Under the defined terms, you may exercise any of the rights listed below which are granted to you by the personal data protection legislation, especially the General Data Protection Regulation (GDPR):
- the right to clear, transparent and intelligible information on how your personal data are used and what are your rights;
- the right to withdraw, at any time and free of charge, the given consent to the processing of personal data, by mail, e-mail or in person at our address specified below;
- the right of access to personal data and the provision of additional information related to their processing by JDK or processors;
- the right to the rectification of inaccurate and incomplete personal data;
- the right the erasure of personal data, especially if (i) the data are no longer needed for further processing; (ii) the consent to their processing has been withdrawn; (iii) the data subject has legitimately objected to their processing; (iv) the data have been processed illegally; or (v) the data must be erased according to the statutory provisions;
- the right to the restriction of processing of personal data if (i) the data subject contests the accuracy of personal data, until JDK verifies their accuracy; (ii) the processing is unlawful; (iii) JDK no longer needs these data, but the data subject needs them for the purposes of exercising its legal claims or (iv) the data subject has objected to the processing, until JDK verifies whether JDK’s legitimate interests override the interests of the data subject;
- the right to object to the processing of personal data if the data are processed for the purposes of JDK’s legitimate interests. If you raise an objection to further processing for direct marketing purposes, your personal data will no longer be processed for these purposes;
- the right to obtain your personal data and transfer them to a different controller subject to the conditions prescribed by law;
- the right to file a complaint with the Office for Personal Data Protection, with its registered office at Pplk. Sochora 27, 170 00 Prague 7; www.uoou.cz, if you believe that JDK violates its obligations arising under the personal data protection legislation.

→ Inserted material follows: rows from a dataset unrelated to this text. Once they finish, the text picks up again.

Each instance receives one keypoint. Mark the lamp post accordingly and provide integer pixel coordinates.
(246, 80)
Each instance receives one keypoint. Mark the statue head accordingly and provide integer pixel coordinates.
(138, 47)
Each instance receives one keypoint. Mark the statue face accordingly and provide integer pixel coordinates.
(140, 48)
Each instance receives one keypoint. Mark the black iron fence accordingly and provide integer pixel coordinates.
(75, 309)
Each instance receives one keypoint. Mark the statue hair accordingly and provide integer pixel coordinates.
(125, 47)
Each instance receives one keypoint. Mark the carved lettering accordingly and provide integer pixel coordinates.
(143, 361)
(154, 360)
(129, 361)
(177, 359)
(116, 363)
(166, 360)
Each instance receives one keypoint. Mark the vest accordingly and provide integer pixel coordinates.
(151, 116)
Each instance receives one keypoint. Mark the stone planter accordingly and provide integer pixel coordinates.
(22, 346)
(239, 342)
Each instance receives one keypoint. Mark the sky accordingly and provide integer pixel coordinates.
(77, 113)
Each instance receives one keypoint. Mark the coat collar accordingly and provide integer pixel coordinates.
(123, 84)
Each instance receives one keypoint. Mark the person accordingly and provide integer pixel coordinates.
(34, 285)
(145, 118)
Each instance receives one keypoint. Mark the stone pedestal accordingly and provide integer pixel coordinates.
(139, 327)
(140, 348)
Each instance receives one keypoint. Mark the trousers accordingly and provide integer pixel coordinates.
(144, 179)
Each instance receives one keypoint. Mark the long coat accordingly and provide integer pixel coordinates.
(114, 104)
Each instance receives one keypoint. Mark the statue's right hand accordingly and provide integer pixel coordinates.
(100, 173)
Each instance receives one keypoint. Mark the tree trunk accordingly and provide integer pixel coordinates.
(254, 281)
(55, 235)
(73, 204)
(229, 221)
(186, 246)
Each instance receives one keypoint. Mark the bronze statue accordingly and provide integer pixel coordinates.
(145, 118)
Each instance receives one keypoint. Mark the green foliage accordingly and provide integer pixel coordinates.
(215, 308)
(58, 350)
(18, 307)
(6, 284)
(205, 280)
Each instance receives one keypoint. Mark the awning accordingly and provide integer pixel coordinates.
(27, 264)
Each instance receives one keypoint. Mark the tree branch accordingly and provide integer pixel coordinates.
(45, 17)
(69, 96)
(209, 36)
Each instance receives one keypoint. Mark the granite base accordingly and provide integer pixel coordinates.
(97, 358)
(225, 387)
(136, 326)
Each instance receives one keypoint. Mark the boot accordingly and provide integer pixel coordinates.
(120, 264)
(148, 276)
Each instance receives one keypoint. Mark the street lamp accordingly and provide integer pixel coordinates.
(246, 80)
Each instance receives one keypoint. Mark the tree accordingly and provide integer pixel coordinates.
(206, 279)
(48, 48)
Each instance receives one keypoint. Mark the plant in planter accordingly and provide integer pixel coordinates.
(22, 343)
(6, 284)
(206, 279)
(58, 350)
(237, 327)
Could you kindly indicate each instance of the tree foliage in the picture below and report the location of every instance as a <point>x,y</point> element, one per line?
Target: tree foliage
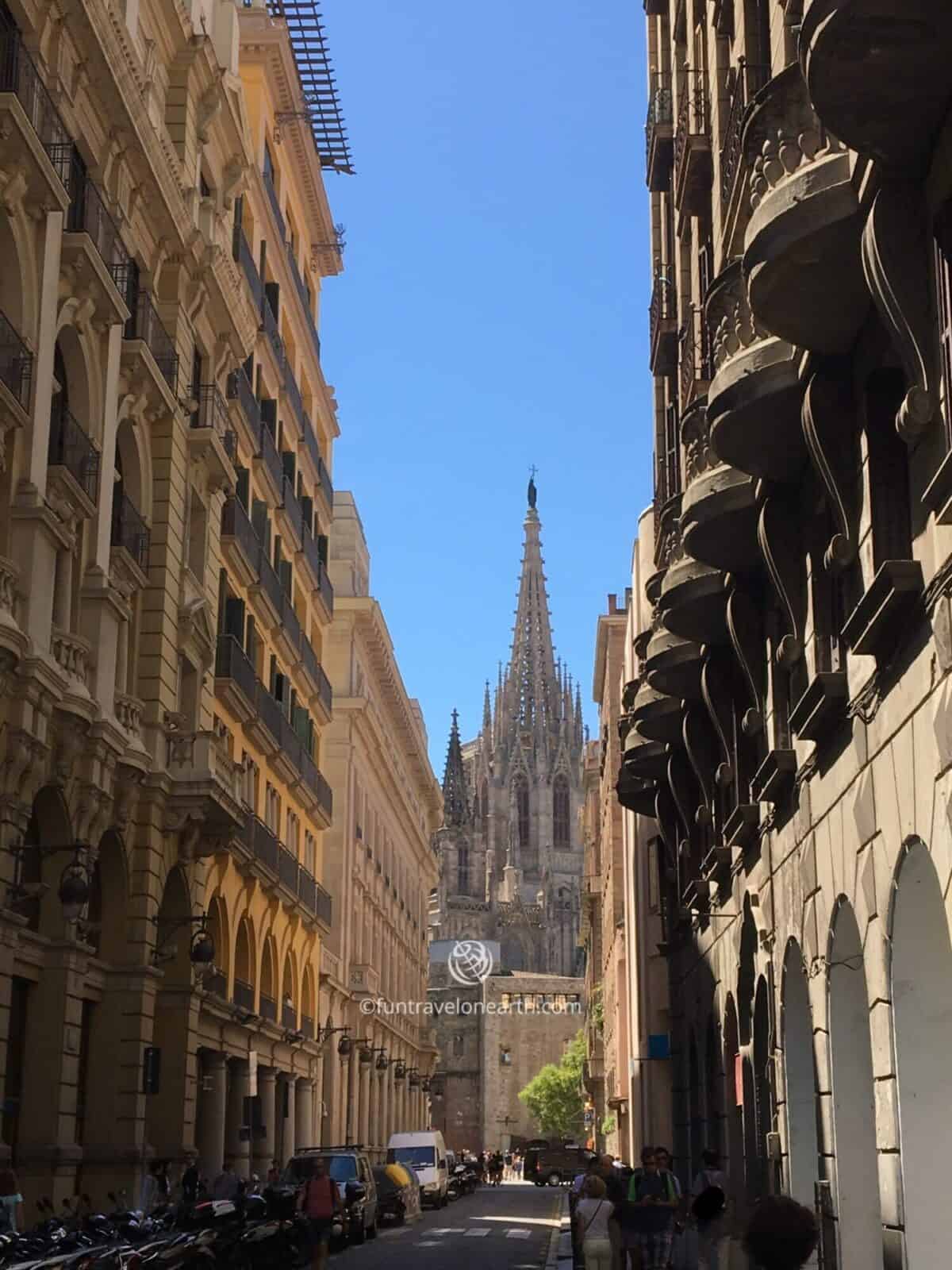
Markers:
<point>554,1095</point>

We will respond to your requests for exercising your rights within the period prescribed by law, but usually no later than within one (1) month after receiving your request. In exceptional cases, handling your request may require longer time; if this is the case, we will inform you accordingly.
Questions and contacts
If you would like to exercise any of your rights in connection with the processing of your personal data or if you have any other question or complaint about their processing, please contact us by mail, telephone or e-mail by using the contact details provided below.
JDK, spol. s r.o.,
Pražská 2161/25, 288 02 Nymburk
e-mail: firstname.lastname@example.org, tel.: 325 519 111
Changes to this Policy
It is possible that JDK will decide to change or update this Policy. The latest version of this Policy will be always available to you on JDK’S website (www.jdk.cz/en/gdpr) in the section Personal Data Protection Policy.
However, we assure you that we will not make any retroactive changes and that we will not make any changes to our policies that apply to the handling of the previously gathered data.